Hello Galaxy Developers.
We have come across an issue that is quite significant to our users.
The Preview mode chunks are duplicating rows when viewing large datasets.
We see duplicate lines in the preview that are not in the dataset when downloaded or used as input to other tools, they seem to be because the chunks used to load large data to the dataset preview overlap by 1 line. (the last in one is the first in the next)
I have an example file that reliably reproduces this issue if you require it. We have tried this on our own instances and on usegalaxy and found the same issue.
I'd appreciate any information you may have on this issue. Kind regards Jo
It appear that the size of large files are increase when they are uploaded to Galaxy. Do you also see the difference in size of file from original upload?
Hello,
Would you please share a link to the history that contains the example where display is overlapping/problematic? Send to galaxy-bugs@list.galaxyproject.org, from the same email used for your account, include the dataset number and a link to this post, and please be sure that the data is in an active state (not deleted) or it cannot be fully viewed/tested.
Thanks and we will investigate. Jen, Galaxy team
Thank you. I have sent this information to you.
Many thanks. Jo
Hello Jennifer,
I was wondering if you could confirm that you received the mail I sent containing the details you requested?
Many thanks Jo
I'm having trouble finding the email in the galaxy-bugs internal list, could you resend it or send to me directly? I'd like to take a look at this one.
I didn't look specifically at the size of the file, rather the number of lines. My file in Galaxy was correct (downloading it was identical to the source), however the display showed more lines than it stated were present in the metadata.

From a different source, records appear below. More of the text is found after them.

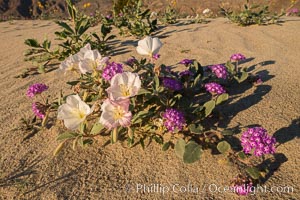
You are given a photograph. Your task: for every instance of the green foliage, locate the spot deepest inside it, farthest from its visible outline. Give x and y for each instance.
(252, 14)
(73, 36)
(130, 18)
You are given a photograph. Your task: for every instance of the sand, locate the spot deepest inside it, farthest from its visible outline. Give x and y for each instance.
(29, 171)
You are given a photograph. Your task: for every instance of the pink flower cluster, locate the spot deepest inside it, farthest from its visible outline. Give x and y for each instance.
(237, 57)
(257, 139)
(219, 70)
(214, 88)
(35, 89)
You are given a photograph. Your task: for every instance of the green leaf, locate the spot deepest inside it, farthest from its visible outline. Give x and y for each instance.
(65, 26)
(221, 98)
(166, 146)
(192, 152)
(66, 135)
(197, 129)
(32, 43)
(96, 128)
(209, 106)
(58, 148)
(223, 147)
(179, 148)
(253, 172)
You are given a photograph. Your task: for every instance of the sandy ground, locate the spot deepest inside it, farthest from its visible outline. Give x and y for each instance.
(29, 171)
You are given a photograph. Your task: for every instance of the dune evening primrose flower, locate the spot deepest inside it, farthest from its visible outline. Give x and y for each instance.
(73, 112)
(172, 84)
(111, 70)
(123, 86)
(149, 46)
(219, 70)
(173, 119)
(156, 56)
(237, 57)
(35, 89)
(115, 114)
(258, 140)
(186, 62)
(214, 88)
(39, 109)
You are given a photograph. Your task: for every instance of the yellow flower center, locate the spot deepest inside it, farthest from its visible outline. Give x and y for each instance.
(125, 90)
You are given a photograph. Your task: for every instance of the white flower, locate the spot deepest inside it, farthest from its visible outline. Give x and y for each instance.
(115, 114)
(148, 46)
(73, 112)
(206, 11)
(90, 61)
(123, 86)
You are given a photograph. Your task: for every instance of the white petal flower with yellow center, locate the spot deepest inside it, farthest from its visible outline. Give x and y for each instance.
(149, 46)
(73, 112)
(115, 114)
(123, 86)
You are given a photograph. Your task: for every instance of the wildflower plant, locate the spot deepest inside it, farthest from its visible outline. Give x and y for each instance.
(252, 14)
(73, 37)
(140, 101)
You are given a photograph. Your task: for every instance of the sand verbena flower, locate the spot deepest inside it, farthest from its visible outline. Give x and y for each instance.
(173, 119)
(256, 139)
(36, 89)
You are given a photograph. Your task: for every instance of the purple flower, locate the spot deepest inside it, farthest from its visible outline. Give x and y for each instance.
(186, 73)
(219, 70)
(243, 189)
(35, 89)
(237, 57)
(172, 84)
(112, 69)
(131, 61)
(173, 119)
(214, 88)
(186, 62)
(156, 56)
(39, 109)
(258, 140)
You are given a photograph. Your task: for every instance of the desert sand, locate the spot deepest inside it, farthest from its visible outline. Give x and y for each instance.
(28, 169)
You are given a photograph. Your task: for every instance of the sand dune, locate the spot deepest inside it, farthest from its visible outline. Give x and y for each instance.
(29, 171)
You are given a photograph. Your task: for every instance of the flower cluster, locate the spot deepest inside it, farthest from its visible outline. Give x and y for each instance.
(214, 88)
(35, 89)
(111, 70)
(237, 57)
(257, 139)
(186, 73)
(186, 62)
(173, 119)
(219, 70)
(39, 109)
(172, 84)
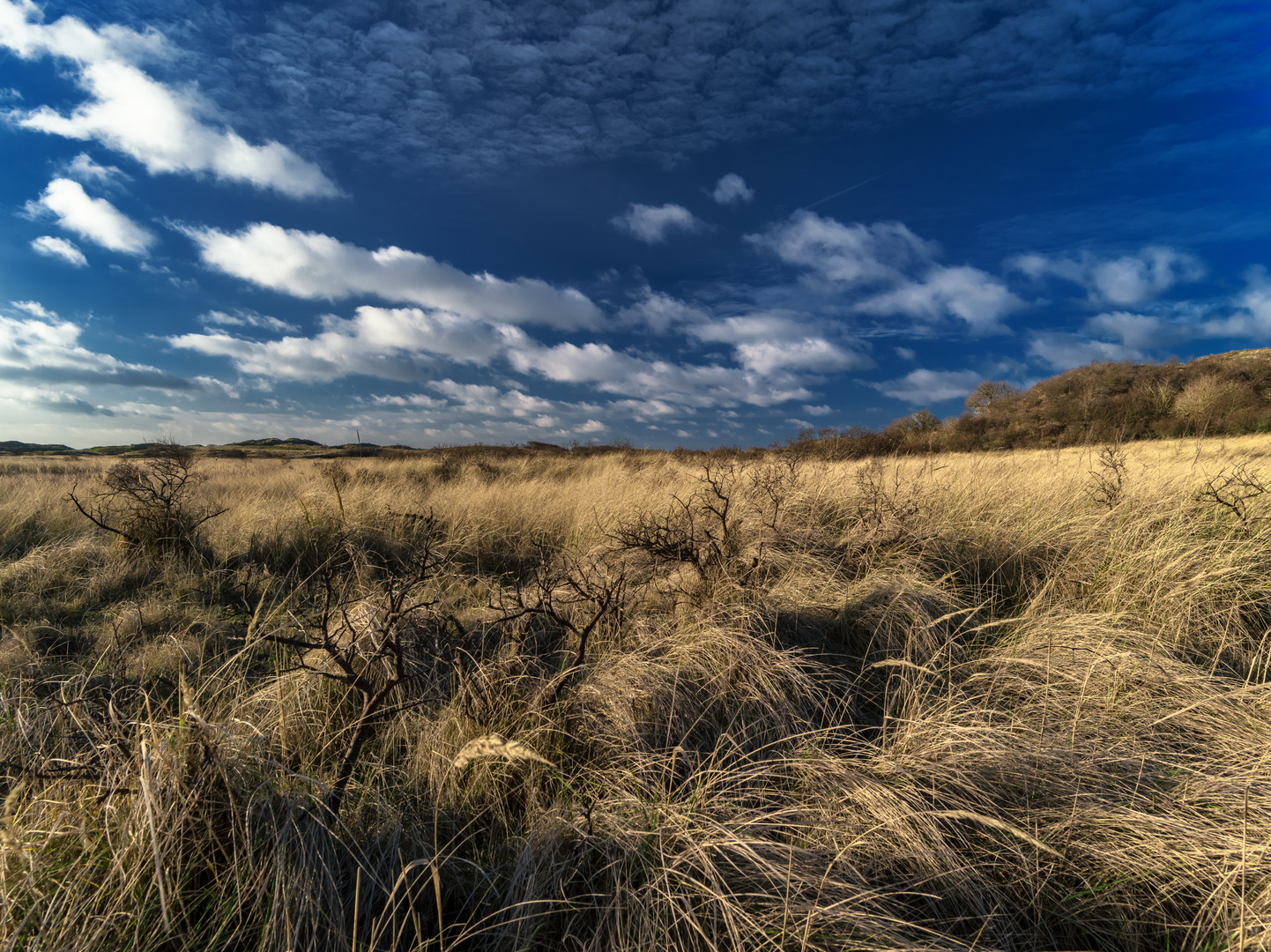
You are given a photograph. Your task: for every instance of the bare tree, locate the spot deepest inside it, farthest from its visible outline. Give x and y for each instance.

Joanna, the number of lines in the preview is an estimation. Counting lines for very large file is expensive so Galaxy guesses the amount of lines. For small files it should be accurate.
Hi Bjoern, We found that the line count shown was consistant with our input files so this estimation was fine, it was that some lines are duplicated in the display. So copying and pasting the file from the preview display does not produce a reliable copy of the data. It displays more lines than are truely there.